For consumers, the code scan also can prompt the delivery of promotional information or connection to a chat function or customer service. Other possible loyalty-program services include instructions about how to take the product, dose reminders, and refill alerts. The smart-phone application and the associated software and services not only provide enhanced value to the consumer, but also link brand managers directly to consumers through dashboards that show data such as who purchased the product, where the product was purchased, and what price was paid. Deployable in 30 days without a large time commitment by corporate information-technology personnel, the software also can connect physicians and pharmacists to prescribing information (Brand Loyalty and Integrity Services, Covectra, Southborough, MA).
A staked-needle syringe with a tamper-evident closure eliminates contact between the drug and needle and offers a patient-friendly thin needle as heavy as 32 gauge. A specially designed seal keeps product from flowing into the needle until the needle shield is removed. Suitable for sensitive drugs, the syringe is free of leachables from adhesives and tungsten because the geometry of the glass barrel does not require tungsten in the glass-forming process. Domestic production is scheduled to begin before the end of 2010. The syringe is delivered with standard nests and tubs and can be filled on standard filling lines (Schott InJentle staked-needle syringe, Schott Pharmaceutical Systems, Lebanon, PA).
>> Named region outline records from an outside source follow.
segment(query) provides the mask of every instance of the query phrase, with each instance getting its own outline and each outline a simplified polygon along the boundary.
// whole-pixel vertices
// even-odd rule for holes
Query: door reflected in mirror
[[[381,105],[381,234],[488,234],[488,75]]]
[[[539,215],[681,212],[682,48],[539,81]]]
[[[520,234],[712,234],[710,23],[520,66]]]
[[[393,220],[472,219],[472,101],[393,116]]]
Another syringe-related development features a removable label for the latest version of a safety syringe. The peel-off part of the label can be stuck to the patient chart to provide a record of the injection (Needle-Trap syringe, Schreiner Medipharm, Blauvelt, NY).
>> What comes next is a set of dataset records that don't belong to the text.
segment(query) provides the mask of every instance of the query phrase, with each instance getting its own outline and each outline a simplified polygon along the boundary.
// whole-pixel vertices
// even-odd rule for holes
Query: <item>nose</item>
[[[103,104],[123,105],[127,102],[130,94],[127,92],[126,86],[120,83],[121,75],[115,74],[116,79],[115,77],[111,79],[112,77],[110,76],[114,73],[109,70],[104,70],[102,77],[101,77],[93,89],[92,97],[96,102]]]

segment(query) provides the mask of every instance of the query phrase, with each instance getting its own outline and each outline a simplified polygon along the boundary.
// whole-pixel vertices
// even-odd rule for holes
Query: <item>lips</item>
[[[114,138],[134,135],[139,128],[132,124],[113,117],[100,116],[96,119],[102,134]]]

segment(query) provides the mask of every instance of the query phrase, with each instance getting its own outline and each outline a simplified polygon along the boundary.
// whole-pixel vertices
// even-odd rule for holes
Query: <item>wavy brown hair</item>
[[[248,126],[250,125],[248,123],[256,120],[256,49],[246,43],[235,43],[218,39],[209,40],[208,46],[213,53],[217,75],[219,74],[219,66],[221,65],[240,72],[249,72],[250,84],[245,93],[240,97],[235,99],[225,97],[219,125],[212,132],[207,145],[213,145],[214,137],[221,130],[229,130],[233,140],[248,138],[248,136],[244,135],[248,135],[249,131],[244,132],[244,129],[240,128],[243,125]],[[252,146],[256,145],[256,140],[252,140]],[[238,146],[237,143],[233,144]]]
A small, flat, four-side-sealed pouch dispenses unit doses ranging from less than 1 to 20 mL. A single dose of gel, cream, lotion, or ointment dispenses when the two ends are pressed together and the pouch snaps open along a score line. Because virtually no residue remains, overfill is not required to ensure a full dose. The structure of the pouch material varies, but it typically consists of a multilayer laminate with a layer of foil (Snap! package, Tapemark, West Saint Paul, MN). Options include a side-by-side configuration for two doses, a two-chamber setup for ingredients that can't be mixed until use and a design with a built-in applicator (Snap! Duet, Snap! Dual Chamber, and Snapplicator, Tapemark).
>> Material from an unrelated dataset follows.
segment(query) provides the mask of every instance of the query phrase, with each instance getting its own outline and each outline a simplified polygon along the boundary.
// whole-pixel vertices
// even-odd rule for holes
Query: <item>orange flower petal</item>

A new blister-packaging option, polyester film, has been developed as a drop-in replacement to PVC. Compatible with the lidstock, equipment, and tooling used to produce PVC blisters, the polyester film offers equal or better thickness distribution, punches and perforates cleanly, and exhibits good lay-flat properties and brilliant clarity. Its tensile strength is 10% higher than that of PVC, and its elongation at break is 300% better. Its rigidity is a bit lower, and polyester blisters are expected to have a child-resistance rating at least equal to that of vinyl. A forming temperature that's about 15 °C lower than that of PVC saves energy and shortens cycle time. In addition, polyester's lower specific gravity results in higher yield. This 8% higher yield, potential for downgauging, and faster throughput offsets polyester's higher price, thus making the adoption of the chloride-free material essentially cost-neutral. Enhanced barrier properties can be achieved through lamination with Aclar or ethylene-vinyl alcohol or through coating with polyvinylidene chloride. Gauges range from 191 to 450 μm (Pentapharm kpVantage High-Performance Polyester Films, Klöckner Pentaplast, Gordonsville, VA).